QuanTAlib computes the raw scalar index. The four-quadrant coloring requires comparing current bar against prior bar — implementable in the Quantower adapter or downstream.

Performance Profile

Aspect Detail
Time complexity O(1) per bar
Space complexity O(1) — 2 scalar fields
Allocations (hot path) 0
SIMD applicable No — single division, no vectorizable loop
FMA applicable No — no a*b + c pattern
Warmup bars 1
Buffer None

Operation Count (Streaming Mode)

MarketFi is pure O(1): a single division of range by volume, no lookback or state.

Operation Count Cost (cycles) Subtotal
Range = High - Low 1 1 cy ~1 cy
MFI = Range / Volume 1 5 cy ~5 cy
Zero-volume guard 1 1 cy ~1 cy
Total O(1) ~7 cycles

Absolute minimum complexity — one subtraction and one division per bar. No circular buffers, no warmup, no state.

Batch Mode (SIMD Analysis)

Operation Vectorizable? Notes
Range = High - Low Yes Vector<double> subtract
MFI = Range / Volume Yes Vector divide with zero-guard mask

Fully vectorizable — both operations are elementwise with no data dependencies across bars.

Operation count per bar: 1 subtraction + 1 division + 1 comparison (zero guard) = 3 FP ops. This is the minimum possible for any meaningful price indicator.

Quality metrics (1–10):

Dimension Score Note
Mathematical precision 9 Exact division — no approximation
Interpretability 7 Simple ratio; requires context to act on
Lag 10 Zero lag — pure current-bar measure
Noise sensitivity 4 Sensitive to outlier bars; no smoothing
Volume dependency Requires real volume data; meaningless on synthetic feeds

Validation

No external library (TA-Lib, Skender.Stock.Indicators, Tulip, OoplesFinance) implements the Market Facilitation Index. Validation is via:

Test Method
Identity (H - L) / V matches direct computation for known inputs
Scaling Doubling volume halves MFI; doubling range doubles MFI
Batch == Streaming All bars agree to 1e-10
Determinism Two instances with same seed produce identical output
Non-negativity H >= L always → MFI >= 0 always
Zero-volume guard Volume=0 → MFI=0 for all range values

Common Pitfalls

  1. Zero volume on data gaps. Many data providers fill weekend or holiday bars with Volume = 0. These produce MFI = 0, which is correct but may be misread as a "squat" signal. Guard your data feed or filter these bars upstream.

  2. Tick data vs bar data. MFI on tick bars is nonsensical — range is nearly always nonzero, volume is always 1. Use OHLCV bars with meaningful aggregation periods.

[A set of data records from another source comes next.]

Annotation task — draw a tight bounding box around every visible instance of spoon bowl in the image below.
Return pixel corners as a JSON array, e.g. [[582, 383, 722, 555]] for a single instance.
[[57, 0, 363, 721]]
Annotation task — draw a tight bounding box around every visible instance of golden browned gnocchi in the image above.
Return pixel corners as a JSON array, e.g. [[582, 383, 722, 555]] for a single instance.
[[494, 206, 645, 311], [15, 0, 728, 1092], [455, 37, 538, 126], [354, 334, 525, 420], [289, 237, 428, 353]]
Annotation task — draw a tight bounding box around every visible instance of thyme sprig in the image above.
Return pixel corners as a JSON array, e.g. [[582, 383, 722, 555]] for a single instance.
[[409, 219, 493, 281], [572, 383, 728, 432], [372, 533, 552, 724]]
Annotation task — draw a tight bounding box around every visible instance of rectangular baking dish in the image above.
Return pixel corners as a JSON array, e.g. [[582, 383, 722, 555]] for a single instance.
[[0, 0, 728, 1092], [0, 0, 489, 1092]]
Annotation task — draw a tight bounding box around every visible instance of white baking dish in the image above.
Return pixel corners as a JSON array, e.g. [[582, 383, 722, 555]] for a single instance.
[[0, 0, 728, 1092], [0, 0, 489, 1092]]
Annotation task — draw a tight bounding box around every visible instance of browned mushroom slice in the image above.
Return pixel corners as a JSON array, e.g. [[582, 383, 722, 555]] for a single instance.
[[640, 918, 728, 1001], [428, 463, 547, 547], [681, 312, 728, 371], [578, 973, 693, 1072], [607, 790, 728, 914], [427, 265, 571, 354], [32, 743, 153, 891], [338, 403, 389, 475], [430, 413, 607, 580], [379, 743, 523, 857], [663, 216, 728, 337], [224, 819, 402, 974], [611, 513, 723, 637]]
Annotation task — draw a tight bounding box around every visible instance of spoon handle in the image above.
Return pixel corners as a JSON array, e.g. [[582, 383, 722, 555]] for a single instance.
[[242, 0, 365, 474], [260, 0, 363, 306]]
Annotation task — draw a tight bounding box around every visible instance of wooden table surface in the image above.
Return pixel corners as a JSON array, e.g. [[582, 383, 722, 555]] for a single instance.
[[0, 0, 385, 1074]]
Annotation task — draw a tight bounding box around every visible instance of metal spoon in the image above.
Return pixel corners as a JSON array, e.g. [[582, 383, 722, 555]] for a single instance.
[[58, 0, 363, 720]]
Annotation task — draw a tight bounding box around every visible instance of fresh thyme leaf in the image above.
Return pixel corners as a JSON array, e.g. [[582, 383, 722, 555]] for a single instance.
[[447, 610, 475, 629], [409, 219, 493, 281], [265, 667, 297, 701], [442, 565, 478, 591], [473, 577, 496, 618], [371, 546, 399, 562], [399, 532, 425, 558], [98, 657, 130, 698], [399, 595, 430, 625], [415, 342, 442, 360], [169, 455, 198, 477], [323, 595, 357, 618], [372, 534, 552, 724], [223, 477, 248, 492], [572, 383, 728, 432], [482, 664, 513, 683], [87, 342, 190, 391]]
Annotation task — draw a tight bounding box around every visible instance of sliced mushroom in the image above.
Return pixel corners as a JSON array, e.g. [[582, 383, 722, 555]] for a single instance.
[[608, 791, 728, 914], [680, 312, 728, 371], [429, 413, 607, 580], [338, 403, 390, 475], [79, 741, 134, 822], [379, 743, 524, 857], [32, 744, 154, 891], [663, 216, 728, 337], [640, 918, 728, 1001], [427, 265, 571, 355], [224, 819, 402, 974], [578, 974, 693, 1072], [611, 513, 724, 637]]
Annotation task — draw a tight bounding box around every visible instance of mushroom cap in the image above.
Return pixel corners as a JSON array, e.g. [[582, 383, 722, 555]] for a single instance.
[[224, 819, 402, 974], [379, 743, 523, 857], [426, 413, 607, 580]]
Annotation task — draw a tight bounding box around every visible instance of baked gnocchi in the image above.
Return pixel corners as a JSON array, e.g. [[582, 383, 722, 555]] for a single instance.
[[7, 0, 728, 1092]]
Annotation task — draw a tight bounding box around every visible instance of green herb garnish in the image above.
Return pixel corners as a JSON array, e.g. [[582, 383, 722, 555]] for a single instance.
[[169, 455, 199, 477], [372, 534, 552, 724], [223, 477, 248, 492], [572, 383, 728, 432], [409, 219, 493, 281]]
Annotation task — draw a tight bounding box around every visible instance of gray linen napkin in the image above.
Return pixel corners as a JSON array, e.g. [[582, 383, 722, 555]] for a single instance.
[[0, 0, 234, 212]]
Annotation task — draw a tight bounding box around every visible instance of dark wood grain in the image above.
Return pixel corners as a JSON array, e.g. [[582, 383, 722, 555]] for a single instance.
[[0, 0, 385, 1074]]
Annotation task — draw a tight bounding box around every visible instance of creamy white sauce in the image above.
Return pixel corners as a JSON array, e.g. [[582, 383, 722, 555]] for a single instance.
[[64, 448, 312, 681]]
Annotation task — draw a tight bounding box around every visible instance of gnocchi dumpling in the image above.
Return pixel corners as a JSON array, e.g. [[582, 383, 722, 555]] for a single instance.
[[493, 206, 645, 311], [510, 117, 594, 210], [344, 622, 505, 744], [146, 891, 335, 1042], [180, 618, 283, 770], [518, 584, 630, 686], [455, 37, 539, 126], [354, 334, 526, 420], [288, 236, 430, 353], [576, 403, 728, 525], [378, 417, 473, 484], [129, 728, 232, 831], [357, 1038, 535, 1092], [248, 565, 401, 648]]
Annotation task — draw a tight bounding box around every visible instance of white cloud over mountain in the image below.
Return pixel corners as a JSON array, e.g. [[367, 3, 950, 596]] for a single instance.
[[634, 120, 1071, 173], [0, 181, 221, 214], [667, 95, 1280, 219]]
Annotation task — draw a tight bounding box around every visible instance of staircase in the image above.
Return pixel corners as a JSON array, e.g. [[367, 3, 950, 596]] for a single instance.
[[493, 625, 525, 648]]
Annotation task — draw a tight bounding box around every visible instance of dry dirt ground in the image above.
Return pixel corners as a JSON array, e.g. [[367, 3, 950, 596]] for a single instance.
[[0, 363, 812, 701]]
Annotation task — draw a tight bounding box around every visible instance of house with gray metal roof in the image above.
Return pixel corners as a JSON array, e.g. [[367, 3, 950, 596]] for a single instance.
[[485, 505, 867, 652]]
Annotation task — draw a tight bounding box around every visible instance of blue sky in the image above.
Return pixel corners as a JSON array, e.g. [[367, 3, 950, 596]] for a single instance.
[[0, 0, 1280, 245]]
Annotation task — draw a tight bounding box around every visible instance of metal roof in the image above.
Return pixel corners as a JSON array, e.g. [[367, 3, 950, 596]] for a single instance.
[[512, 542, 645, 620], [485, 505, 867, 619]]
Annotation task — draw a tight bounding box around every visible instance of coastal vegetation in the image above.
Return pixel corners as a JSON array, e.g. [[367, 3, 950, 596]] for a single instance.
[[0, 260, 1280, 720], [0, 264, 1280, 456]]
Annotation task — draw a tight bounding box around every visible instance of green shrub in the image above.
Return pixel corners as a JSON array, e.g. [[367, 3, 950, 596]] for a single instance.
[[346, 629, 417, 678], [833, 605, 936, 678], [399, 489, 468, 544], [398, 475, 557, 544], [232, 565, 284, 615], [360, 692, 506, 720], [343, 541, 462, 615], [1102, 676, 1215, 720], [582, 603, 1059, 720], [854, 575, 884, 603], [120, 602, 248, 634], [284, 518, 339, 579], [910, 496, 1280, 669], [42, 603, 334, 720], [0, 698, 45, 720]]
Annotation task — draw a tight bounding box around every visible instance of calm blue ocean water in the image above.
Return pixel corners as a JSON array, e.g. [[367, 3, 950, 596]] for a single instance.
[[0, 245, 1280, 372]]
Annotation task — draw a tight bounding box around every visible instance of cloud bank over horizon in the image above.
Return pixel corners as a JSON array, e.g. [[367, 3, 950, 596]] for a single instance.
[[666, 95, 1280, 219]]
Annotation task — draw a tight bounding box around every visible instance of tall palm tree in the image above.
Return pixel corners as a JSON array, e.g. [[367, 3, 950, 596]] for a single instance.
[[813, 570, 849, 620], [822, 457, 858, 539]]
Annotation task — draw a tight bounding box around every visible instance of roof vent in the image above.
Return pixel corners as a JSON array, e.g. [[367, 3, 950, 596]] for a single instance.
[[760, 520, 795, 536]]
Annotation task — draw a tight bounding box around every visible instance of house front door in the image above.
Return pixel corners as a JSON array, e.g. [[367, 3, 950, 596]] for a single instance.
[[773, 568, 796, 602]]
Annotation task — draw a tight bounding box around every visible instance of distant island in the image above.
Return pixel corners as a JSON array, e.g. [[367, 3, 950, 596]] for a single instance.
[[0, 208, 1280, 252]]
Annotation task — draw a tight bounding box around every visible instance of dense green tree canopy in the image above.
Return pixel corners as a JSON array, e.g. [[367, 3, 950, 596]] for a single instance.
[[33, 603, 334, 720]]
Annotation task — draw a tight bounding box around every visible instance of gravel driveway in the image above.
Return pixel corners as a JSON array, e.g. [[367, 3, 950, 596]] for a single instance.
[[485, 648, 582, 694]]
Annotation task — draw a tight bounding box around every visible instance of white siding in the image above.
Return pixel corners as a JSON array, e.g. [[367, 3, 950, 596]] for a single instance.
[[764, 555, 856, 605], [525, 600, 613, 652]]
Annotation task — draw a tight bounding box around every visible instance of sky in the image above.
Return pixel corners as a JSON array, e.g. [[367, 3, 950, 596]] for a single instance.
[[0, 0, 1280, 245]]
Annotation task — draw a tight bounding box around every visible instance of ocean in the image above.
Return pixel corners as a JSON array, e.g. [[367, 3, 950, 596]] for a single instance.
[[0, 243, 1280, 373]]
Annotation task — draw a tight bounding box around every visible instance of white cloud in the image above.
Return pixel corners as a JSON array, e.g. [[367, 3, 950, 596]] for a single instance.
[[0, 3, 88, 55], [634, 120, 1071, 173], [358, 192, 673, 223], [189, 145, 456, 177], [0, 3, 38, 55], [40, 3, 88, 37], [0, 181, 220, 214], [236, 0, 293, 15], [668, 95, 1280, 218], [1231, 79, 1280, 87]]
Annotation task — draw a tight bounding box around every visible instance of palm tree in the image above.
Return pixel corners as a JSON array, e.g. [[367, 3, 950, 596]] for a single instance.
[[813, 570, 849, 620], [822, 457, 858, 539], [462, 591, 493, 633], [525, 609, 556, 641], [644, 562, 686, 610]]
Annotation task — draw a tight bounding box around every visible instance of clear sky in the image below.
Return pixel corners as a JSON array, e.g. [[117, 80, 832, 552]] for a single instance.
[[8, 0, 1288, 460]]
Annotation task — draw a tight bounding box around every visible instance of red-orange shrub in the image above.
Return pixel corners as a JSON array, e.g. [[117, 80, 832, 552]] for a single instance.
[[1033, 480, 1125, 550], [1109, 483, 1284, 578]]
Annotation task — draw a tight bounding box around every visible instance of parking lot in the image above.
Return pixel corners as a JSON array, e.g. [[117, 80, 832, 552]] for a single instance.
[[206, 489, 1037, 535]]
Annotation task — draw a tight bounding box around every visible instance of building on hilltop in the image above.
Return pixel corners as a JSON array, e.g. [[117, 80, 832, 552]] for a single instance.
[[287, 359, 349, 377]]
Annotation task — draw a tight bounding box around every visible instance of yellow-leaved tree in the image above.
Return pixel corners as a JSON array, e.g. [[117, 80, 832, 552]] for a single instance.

  3. Cross-instrument comparison. A crude oil MFI of 0.0001 and a gold MFI of 0.00003 say nothing relative to each other. Normalize by ATR or recent MFI average before comparing instruments.

  4. Intraday granularity. Williams calibrated BW MFI on daily commodity bars. Applying it to 1-minute equity bars produces different distributional properties. Signals may not transfer.

  5. Treating MFI alone as a signal. Williams explicitly used MFI in conjunction with AO and AC. Raw MFI without the quadrant comparison (prior bar) loses most of its analytical content.

  6. Volume data quality. Crypto exchanges report volume in base currency; futures report contracts; equities report shares. Ensure units are consistent within a single instrument's time series before trusting MFI readings.

References

  • Williams, Bill (1995). Trading Chaos: Applying Expert Techniques to Maximize Your Profits. Wiley.
  • Williams, Bill and Justine Gregory-Williams (2004). Trading Chaos: Maximize Profits with Proven Technical Techniques (2nd ed.). Wiley.
  • Kyle, Albert S. (1985). "Continuous Auctions and Insider Trading." Econometrica, 53(6), 1315–1335.
  • Amihud, Yakov (2002). "Illiquidity and stock returns: cross-section and time-series effects." Journal of Financial Markets, 5(1), 31–56.